CONSIDER A "SKIP BEQUEST" TO GRANDCHILDREN. If your child has children of their own, you might leave his or her share directly to the grandchildren, perhaps in a Trust or custodianship arrangement managed by one of your other children. That might be more palatable to you than leaving that family out of your estate.

CONSIDER AN INCENTIVE TRUST. You might leave your child’s share to an "Incentive Trust." This is a trust designed to encourage behavioral changes as a condition to receiving Trust benefits. For example, if your goal is to encourage your child to be drug-free, you might specify that they must test free of drugs for a period of 24 months before they receive any benefit from the Trust. You could also require that the child maintain steady employment and provide proof of same to the Trustee.

DOCUMENT YOUR DECISION TO DISINHERIT YOUR CHILD. If you feel there is any possibility that your child might challenge your estate plan on the grounds that you lacked capacity, take steps now to help your other children defend against a challenge later. You might leave Letter of Instruction or record an audio or video interview wherein you discuss your reasons for disinheriting your child. Additionally, it might be wise to secure from each of your physicians a letter affirming your capacity to make estate planning decisions.

DON'T OVERLOOK NAMING YOUR CHILD IN YOUR WILL OR TRUST. If you stay with your decision to disinherit your child, it might be tempting to not even identify the child in your estate plan.
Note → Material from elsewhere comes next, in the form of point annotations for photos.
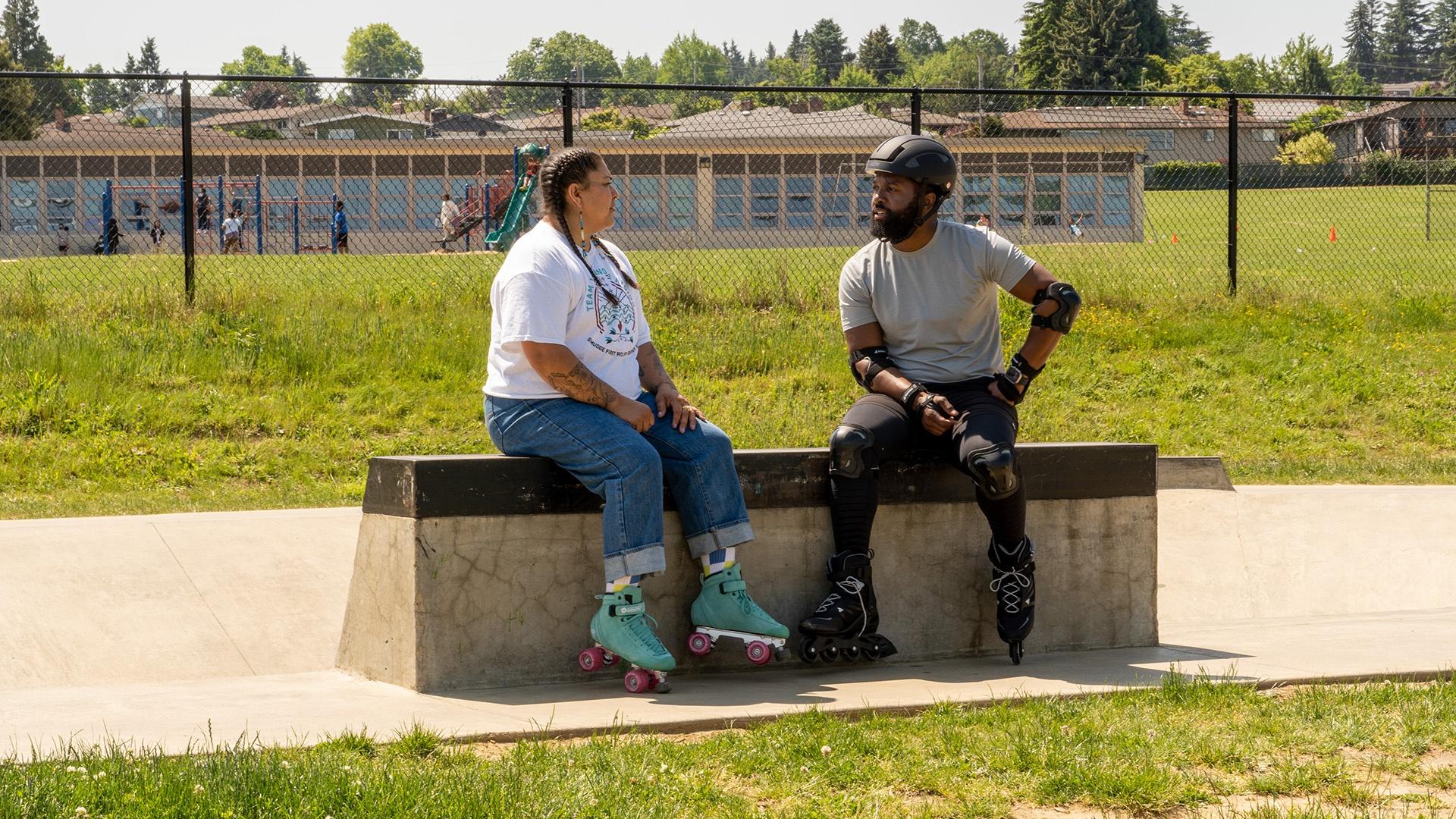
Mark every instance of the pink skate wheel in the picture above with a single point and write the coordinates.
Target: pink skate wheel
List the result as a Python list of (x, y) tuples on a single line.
[(759, 651), (699, 643), (592, 659), (637, 681)]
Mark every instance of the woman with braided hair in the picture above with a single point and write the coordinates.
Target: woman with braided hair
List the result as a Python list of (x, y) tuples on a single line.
[(574, 376)]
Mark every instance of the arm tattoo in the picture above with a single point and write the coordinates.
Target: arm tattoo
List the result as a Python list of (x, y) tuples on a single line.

That would be a mistake. Were you to omit the child’s name entirely, the law could presume that you just had a memory lapse, and a judge could insert the child's back into your plan to take his or her proportionate share as an "omitted heir." To protect against this, you should specifically identify the child in your plan documents, and only then recite that he or she is left nothing.

DON'T RELY EXCLUSIVELY ON A "NO CONTEST CLAUSE." While designed to discourage Will contests, the common "no contest clause" often included in Wills and Trusts, standing alone, may not work. The typical no contest clause merely says that anyone who unsuccessfully challenges a Will or Trust receives nothing. It is designed to discourage a beneficiary from trying to get a larger share of one’s estate. However, if you propose to leave nothing to your child at the outset, they would have nothing to lose – and potentially a lot to gain – by challenging your plan. For this reason, it would be better to leave them something, say, just enough to discourage a contest. The child would then have something at risk, and the no contest clause would have a greater chance of achieving its purpose.

Revocable Living Trusts do work better than Wills to avoid contests. If you use a Will, the probate is open to the public and your Personal Representative must notify the disinherited child. Further, judges usually assume you were competent when you implemented the Trust as you had to go through the process of transferring assets to the Trust. With a Will, you just sign the document.